Club 70, which operated from 1970 to 1978, was the first private members club for gays and lesbians in Edmonton, Canada. It was also the first formally established gay bar in the city. Before it opened, 2SLGBTQ people often met at house parties, parks or public bathrooms.

== History ==
Club 70 was first located on 101 St. and 106 Ave., in the basement of a Greek restaurant. When the owner realised that gay people were meeting there, he evicted them. Because personal information of the members, such as names and addresses, had been left in the building, a few members broke in to remove them and prevent their members from being outed. Only gays and lesbians were allowed to be members, and bringing a straight guest lead to a 30-day suspension.

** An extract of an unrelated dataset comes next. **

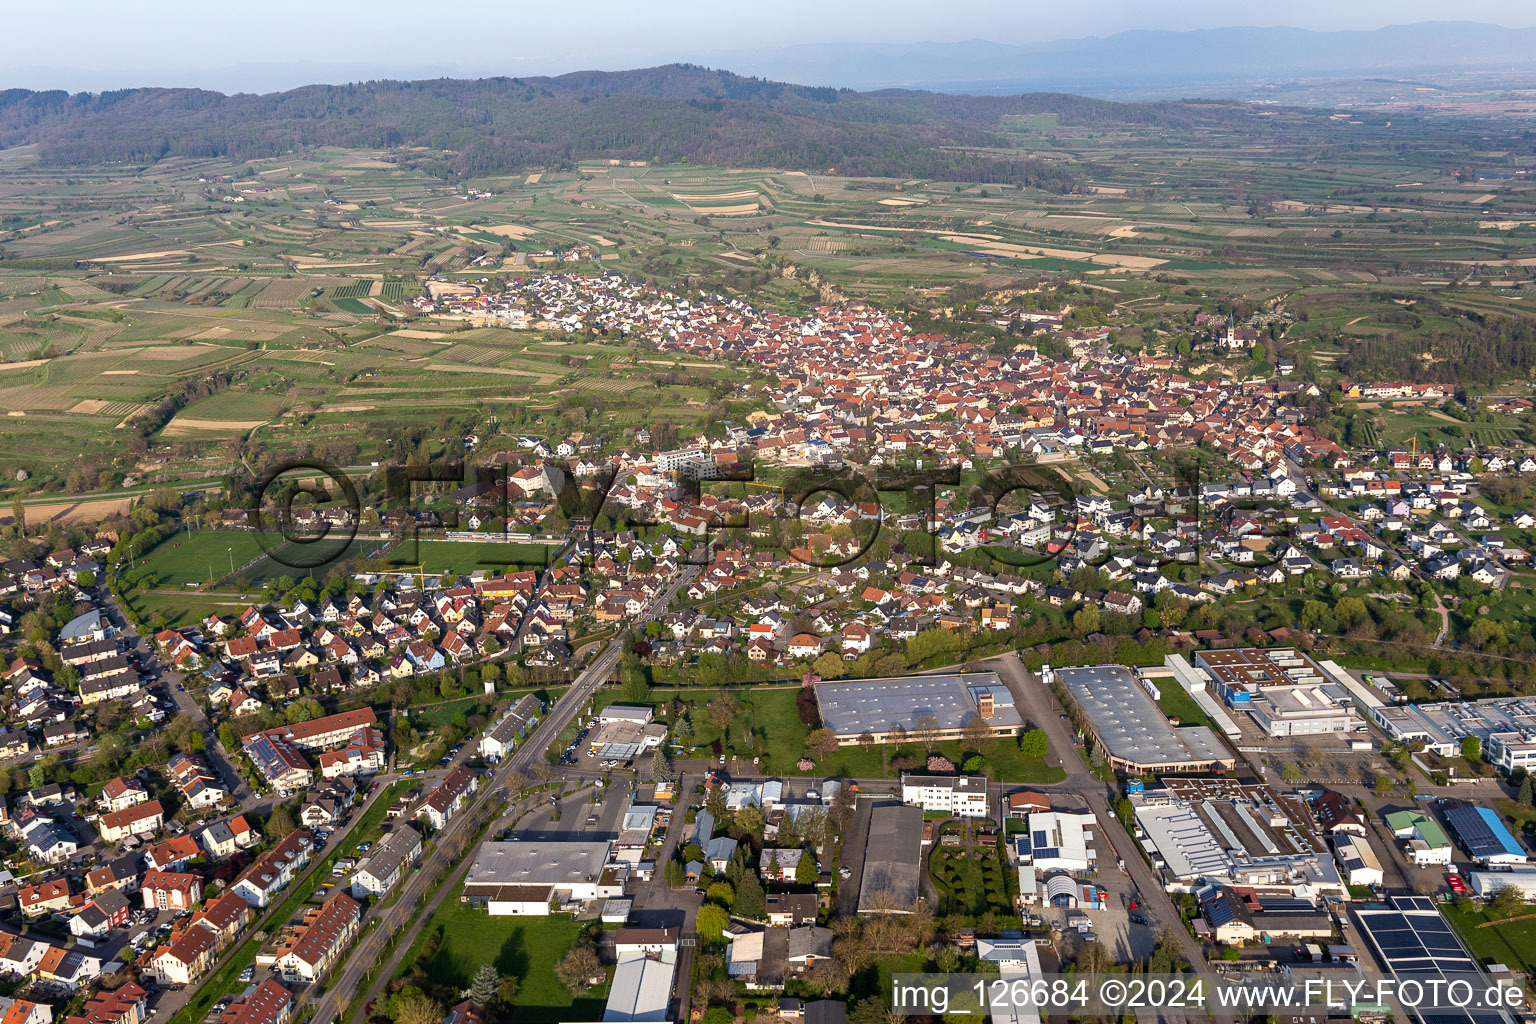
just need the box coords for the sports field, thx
[388,538,559,575]
[133,530,269,587]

The club reopened a month later on 102 Ave. and 106 St., where it hosted themed nights and performances which were advertised in the Club 70 News newspaper, which also published more political articles. Several famous drag queens including Millie performed there. There were often incidents of homophobic violence outside the club. Because of the difficulty in obtaining a liquor license, the club could only serve alcohol a few nights a week. Patrons recall that the police frequently checked the premises to ensure that there was no liquor on dry nights.

In the late 1970s, the club was also used as a drop in centre by the Gay Alliance Toward Equality (GATE). It closed in 1978 due to financial struggles and the availability of other bars like Flashback and The Roost. The independent art gallery Latitude 53 now occupies the building.